Freeman

ARTICLE

Investing in Yourself

APRIL 01, 1967 by ROBERT C. TYSON

Mr. Tyson is Chairman of the Finance Com­mittee, United States Steel Corporation. This article is from his address at Samford Uni­versity, Birmingham, Alabama, August 27, 1966.

Last year I took a trip through South America, and I witnessed much of a continent in ferment and in a quandary. I saw firsthand the ravages of runaway inflation on the social fabric. I heard offi­cials, bankers, professors, and businessmen wonder out loud on how to stop inflation and trans­form social unrest into economic development — into a speed-up of economic growth.

The problem was crystallized at a conference on economic develop­ment that I attended. A member of the conference rose to his feet and addressed the gathering, stat­ing: "At times we seem to be try­ing to grow forests while forget­ting the nature of the tree."

Somewhat surprised, everybody in the audience turned to the speaker.

"Why don’t we realize that we can only move an economy forward when we get the individual to move forward? Without him," he continued, "we move backward."

This set me to thinking about self-development and economic de­velopment, about the role of the individual in the oftentimes elu­sive art of nurturing economic growth — of achieving a sustained rise in the creation of goods and services — a problem common to all countries, to every type of po­litical economy.

Economic growth is no idle phrase; although but a part of the so-called dismal science of eco­nomics, it is one of the most pow­erful forces in the sweep of cur­rent events.

Kings, presidents, generals, and even dictators worry about it be­cause no society can be great un­less its productive power is un­leashed.

Yet the very word "growth" can be misleading, and too many of us may be mesmerized into thinking that it is more or less biological if not automatic, that it can be fer­tilized, seeded, cultivated, and har­vested like so many acres of wheat or cotton, that it can be simply planned from above and ordered into existence, that it can even be accelerated through — presto —rev­ving up the money press.

Only When Free…

So we sometimes lose sight of the fact that economic growth, even in a closed society like com­munism, is an intensely personal matter, that it rests heavily on human psychology, on individual motivation, on voluntary choices.
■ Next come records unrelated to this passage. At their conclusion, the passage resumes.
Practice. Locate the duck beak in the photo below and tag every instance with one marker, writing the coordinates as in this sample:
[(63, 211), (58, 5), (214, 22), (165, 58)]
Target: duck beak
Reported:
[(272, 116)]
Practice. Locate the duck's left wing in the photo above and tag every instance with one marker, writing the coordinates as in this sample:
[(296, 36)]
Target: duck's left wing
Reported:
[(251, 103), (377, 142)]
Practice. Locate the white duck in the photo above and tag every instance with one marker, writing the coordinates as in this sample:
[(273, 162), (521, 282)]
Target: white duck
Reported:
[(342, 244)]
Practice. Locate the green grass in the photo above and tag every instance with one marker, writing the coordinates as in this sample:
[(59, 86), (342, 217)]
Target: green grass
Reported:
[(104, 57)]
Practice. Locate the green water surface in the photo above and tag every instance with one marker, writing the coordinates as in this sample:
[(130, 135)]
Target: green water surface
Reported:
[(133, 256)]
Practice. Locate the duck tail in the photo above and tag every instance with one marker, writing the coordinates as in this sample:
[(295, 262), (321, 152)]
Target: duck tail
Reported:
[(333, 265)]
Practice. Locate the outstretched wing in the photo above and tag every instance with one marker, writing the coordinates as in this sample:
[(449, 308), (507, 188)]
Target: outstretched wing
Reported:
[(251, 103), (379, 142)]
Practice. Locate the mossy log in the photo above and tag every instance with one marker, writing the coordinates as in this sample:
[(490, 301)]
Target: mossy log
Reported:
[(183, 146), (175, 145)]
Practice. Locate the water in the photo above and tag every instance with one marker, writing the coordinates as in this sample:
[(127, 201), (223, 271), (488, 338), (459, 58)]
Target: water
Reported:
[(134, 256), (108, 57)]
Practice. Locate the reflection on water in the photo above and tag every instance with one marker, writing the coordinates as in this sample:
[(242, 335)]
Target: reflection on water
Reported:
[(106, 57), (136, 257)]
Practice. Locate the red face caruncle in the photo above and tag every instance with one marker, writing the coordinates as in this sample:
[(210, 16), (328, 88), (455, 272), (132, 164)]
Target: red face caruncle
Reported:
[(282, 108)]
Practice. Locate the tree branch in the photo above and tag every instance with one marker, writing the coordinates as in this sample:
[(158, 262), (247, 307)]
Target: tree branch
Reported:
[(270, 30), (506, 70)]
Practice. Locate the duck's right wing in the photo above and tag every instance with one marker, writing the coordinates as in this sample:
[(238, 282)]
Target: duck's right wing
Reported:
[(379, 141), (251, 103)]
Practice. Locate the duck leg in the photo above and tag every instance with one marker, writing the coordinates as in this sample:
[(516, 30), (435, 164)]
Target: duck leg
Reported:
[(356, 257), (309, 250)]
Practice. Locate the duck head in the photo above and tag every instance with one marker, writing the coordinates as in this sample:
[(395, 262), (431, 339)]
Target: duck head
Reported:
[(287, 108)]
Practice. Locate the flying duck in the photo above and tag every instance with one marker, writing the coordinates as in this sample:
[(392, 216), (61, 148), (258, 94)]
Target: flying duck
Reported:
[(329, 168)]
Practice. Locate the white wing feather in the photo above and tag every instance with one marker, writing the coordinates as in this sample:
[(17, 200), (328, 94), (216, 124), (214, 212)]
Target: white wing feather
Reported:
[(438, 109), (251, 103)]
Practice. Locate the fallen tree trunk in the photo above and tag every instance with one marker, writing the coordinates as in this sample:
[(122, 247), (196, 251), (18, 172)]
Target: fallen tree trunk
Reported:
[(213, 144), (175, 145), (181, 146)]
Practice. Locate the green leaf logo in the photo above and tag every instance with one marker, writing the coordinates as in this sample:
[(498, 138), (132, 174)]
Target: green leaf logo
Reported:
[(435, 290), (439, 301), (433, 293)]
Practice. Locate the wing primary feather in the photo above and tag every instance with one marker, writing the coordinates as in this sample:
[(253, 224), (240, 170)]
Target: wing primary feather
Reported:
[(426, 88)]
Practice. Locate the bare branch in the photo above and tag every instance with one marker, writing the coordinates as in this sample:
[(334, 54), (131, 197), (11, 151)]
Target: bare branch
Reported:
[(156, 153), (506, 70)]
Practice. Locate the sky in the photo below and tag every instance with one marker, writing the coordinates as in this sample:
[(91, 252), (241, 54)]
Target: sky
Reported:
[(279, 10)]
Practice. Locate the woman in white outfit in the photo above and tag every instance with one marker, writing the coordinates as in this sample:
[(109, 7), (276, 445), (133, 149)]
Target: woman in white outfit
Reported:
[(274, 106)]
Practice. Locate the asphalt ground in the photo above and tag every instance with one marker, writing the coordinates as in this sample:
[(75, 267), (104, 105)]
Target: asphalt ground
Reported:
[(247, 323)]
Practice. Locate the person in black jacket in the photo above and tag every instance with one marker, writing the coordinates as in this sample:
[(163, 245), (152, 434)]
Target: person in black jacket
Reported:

We forget that printing-press in­flation is an affront to the individ­ual, a delusion that steals away his savings and corrodes his sense of dedication to work and thrift. Above all, we overlook the essen­tial fact that only when the in­dividual is free can he be fully productive and creative, that so­ciety and all social institutions, in­cluding the church, government, university, and corporation, live and think and act only through the individual.

But, like "growth," freedom al­so seems to me to be not always understood. Many Americans, for example, seem to hold that free­dom is a grant of government, for­getting that our Declaration of Independence holds that all men are "endowed by their Creator with certain unalienable Rights, that among these are Life, Liber­ty, and the pursuit of Happiness." If liberty were not so endowed, then what government could grant, government could also take away.

Indeed, the genius of the Found­ing Fathers was their realization that government is most fallible when it comes to usurpation of freedom, that men in public office should not be blindly trusted, that the American government there­fore had to be, through the Con­stitution, strictly limited in its powers, subjected to checks and balances, and expressly prohibited from infringing on the endowed freedom of the individual. Ours was to be a government of law, not of men. And thus does the Bill of Rights seek to confirm lib­erty under law.

Again, quite a few of us appear to believe that while free speech, free press, free assembly, and free exercise of religion are thorough­going freedoms, free enterprise is somehow an exception to the rule. I call your attention to the growing grid of so-called "volun­tary" controls in the guise of guidelines and guideposts.

Importance of the Individual

I believe, in other words, eco­nomic growth flourishes under free­dom, under responsible citizenship and government, under individual growth. I believe individual growth stems from the individual’s ability to serve, from his dedication to service, and from the raising of his sights on his aspirations and possessions—incentives, if you will. And I believe individual incentives are indispensable to growth in a free society and, as the manifold problems of communism prove, in an unfree society as well. Ironical­ly, the individual in communist societies, under a philosophy of materialism, loses both material well-being and freedom. As Adam Smith, that canny Scotsman, father of modern economics and, incidentally, professor of moral philosophy, noted almost two hun­dred years ago: "It is not from the benevolence of the butcher, the brewer, or the baker, that we expect our dinner, but from their regard to their own interest." In brief — responsible self-interest. And thus does the public interest in economic growth involve the lawful private interests of individ­ual growth.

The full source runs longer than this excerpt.